3.3. Kendaraan Bermotor Temuan di Polresta Banda Aceh
Penemuan terhadap kendaraan bermotor temuan ini dilakukan oleh
kepolisian dalam tugas reserse kriminal dalam bentuk penyelidikan, tugas operasi
razia oleh satuan lalu lintas atau penemuan yang berada diluar prosedur secara
tidak sengaja (murni temuan).

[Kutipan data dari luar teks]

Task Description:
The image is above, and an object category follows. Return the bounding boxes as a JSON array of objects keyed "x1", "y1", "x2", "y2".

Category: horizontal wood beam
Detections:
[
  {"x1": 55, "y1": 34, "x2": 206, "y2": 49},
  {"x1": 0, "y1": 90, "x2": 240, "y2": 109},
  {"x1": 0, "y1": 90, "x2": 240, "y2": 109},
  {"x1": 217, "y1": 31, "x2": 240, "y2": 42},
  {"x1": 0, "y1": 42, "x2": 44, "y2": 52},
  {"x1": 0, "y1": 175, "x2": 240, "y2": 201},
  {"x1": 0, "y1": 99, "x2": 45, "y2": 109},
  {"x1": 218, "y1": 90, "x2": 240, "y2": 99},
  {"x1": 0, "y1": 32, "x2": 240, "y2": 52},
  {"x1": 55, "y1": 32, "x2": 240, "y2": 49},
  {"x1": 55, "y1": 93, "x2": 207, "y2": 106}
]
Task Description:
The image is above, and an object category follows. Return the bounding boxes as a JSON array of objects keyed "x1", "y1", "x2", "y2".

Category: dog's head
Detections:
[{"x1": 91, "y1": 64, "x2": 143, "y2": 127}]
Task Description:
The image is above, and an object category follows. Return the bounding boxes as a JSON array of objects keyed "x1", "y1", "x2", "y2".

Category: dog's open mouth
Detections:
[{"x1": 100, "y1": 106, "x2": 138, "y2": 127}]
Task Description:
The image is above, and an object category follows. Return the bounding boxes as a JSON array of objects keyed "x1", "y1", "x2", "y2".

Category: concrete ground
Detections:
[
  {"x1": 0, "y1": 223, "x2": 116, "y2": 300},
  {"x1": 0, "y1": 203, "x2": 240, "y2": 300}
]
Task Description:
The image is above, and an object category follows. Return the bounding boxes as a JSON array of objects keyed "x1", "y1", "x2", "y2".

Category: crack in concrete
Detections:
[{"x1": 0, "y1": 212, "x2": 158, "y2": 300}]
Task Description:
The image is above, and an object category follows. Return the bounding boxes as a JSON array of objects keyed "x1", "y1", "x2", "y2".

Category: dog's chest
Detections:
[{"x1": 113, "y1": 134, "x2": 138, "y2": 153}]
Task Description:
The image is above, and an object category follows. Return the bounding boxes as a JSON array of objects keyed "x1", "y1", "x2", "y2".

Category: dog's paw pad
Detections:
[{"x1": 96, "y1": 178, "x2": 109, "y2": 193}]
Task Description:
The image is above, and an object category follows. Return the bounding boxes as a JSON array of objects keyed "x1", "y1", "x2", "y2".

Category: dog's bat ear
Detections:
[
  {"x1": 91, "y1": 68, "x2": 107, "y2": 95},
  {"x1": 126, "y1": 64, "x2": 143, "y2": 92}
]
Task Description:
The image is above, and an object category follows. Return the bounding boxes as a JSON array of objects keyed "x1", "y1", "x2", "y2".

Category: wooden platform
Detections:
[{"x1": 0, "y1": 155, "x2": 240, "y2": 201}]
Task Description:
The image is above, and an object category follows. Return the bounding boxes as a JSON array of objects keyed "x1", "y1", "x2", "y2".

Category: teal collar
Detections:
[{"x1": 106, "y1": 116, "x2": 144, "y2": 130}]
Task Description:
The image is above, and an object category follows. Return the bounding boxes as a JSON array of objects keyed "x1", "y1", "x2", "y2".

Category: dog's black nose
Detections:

Secara umum, mayoritas asal usul barang temuan
diperoleh dari hasil penyelidikan meskipun beberapa di antaranya juga bersumber
dari upaya lain dari tugas kepolisian.
Asal usul yang berupa hasil penyelidikan yaitu sesuai undang-undang
nomor 2 tahun 2002 pasal 14 huruf g, keputusan presiden nomor 70 tahun 2002
tentang organisasi dan tata kerja kepolisian negara republik Indonesia dalam pasal
22 juga disebutkan mengenai tugas Badan Reserse Kriminal (Bareskrim) yang
didalamnya juga termasuk fungsi penyidikan dan penyelidikan segala jenis tindak
pidana, kesemua aturan ini merupakan gambaran bentuk tugas penyelidikan dalam
ruang lingkup kepolisian.
Berdasarkan tugas tersebut di atas, polisi melakukan tugasnya sehingga
menemukan kendaraan bermotor termasuk di dalamnya kendaraan bermotor
temuan. dalam tugas penyelidikan ini dilakukan dengan cara dilakukannya
pengembangan terhadap suatu petunjuk yang dicurigai terdapat tindak pidana
terutama tindak pidana curian, sehingga ketika dilakukannya pengembangan,
didapatlah beberapa kendaraan bermotor. Hal ini juga dapat didasarkan pada
47
petunjuk yang dilakukan oleh penadah dalam penadahan yang dilakukannya. Dari
pengembangan yang dilakukan, penemuan kendaraan bermotor terkadang tidak
diketahui atau hilang petunjuk kepemilikan barang tersebut disebabkan
pengembangan yang dilakukan tidak tertangkapnya pelaku, dan tidak adanya
laporan polisi yang diajukan oleh pemilik bersangkutan, atau disebabkan karena
telah terjadinya pengubahan terhadap nomor mesin dan nomor rangka kendaraan
bermotor tersebut sehingga tak dapat lagi dilacak kepemilikannya di Samsat.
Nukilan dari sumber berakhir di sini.